ドラマとはトラブルなんです。基本は対立。
だから、夫婦の物語に絞りました。

――原作にも出てきますが、ドラマでは、原作以上に激しい夫婦ゲンカも見所のひとつと聞いています。どんなドラマにしようとお考えになりましたか。

 ドラマというのは、トラブルなんです。ドラマはギリシャ語で二律背反という意味。右にも左にも行けない。そういう場面を作らないと劇にならないんですね。基本は対立。だから、夫婦の物語に絞ることにしました。

 実際、夫婦というのは対立するんです。松下幸之助さんだって、間違いなく、夫婦ゲンカをしたはずなんですよ。みんながケンカするみたいにね。

 夫にとって妻というものは、結婚したときには、それはもう、食べてしまいたいほどにかわいいものなんです。ところが時が経っていくとね、ああ、やっぱりあのとき食べてしまえば良かったと、思うもので(笑)。

 みんなそう思っているんです。だんだん良くなっていく女房なんていないんだから(笑)。だんだん強くなっていくのが、女房なんだから。

 幸之助さんでもそうだったんだ、と思いますよ。だから、みんなが納得しつつ、親しみを持って見てもらう。全体としてそういう方向かな、と思ったんですね。

――あの松下幸之助でも、奥さんにはタジタジだった、と(笑)。

 これは僕のあくまで想像なんですけどね。幸之助さんにとっては、むめの夫人はとんでもなく怖い奥さんだったんじゃないかと思うんですよ(笑)。

 幸之助さん夫婦の場合は、夫が思わぬ出世をしてしまったわけですね。だから、女房はどうしたのかというと、しっかり支えたわけです。たしかにこれが、幸之助さんのさらなる出世を支えた。

――人間を深掘りしていくんですね。

 ドラマというのは、人間を書かないといけません。人間の性格と感情がしっかり出るように作っていくわけです。人間というのは結局、食欲と性欲が基本なんですよ。
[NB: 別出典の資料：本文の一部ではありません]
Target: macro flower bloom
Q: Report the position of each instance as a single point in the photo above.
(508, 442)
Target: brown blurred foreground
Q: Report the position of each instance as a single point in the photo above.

 食欲というのは何かというと勝ち負けの世界なんです。食料を争って戦って、どちらが奪うかを決める。殺すか、手下にするか。そこから始まる。つまりは、敵が誰なのか、ということです。

 もうひとつ、性欲というのは、種族保存本能です。相手がいる、ということですね。男は誰で、女は誰か、ということ。

 つまり、主人公を描くときには、敵は誰か。男もしくは女はどうか。この2つが基本になるんです。

 人間が他の動物よりもちょっとだけ偉いのは、この2つが暴走しないようコントロールする装置を作ったことです、昔は神様で、今は法律だったり、常識だったり。だから、この2つをどうコントロールするのかが、その人の人格なのではないか、というのが僕の考え方なんです。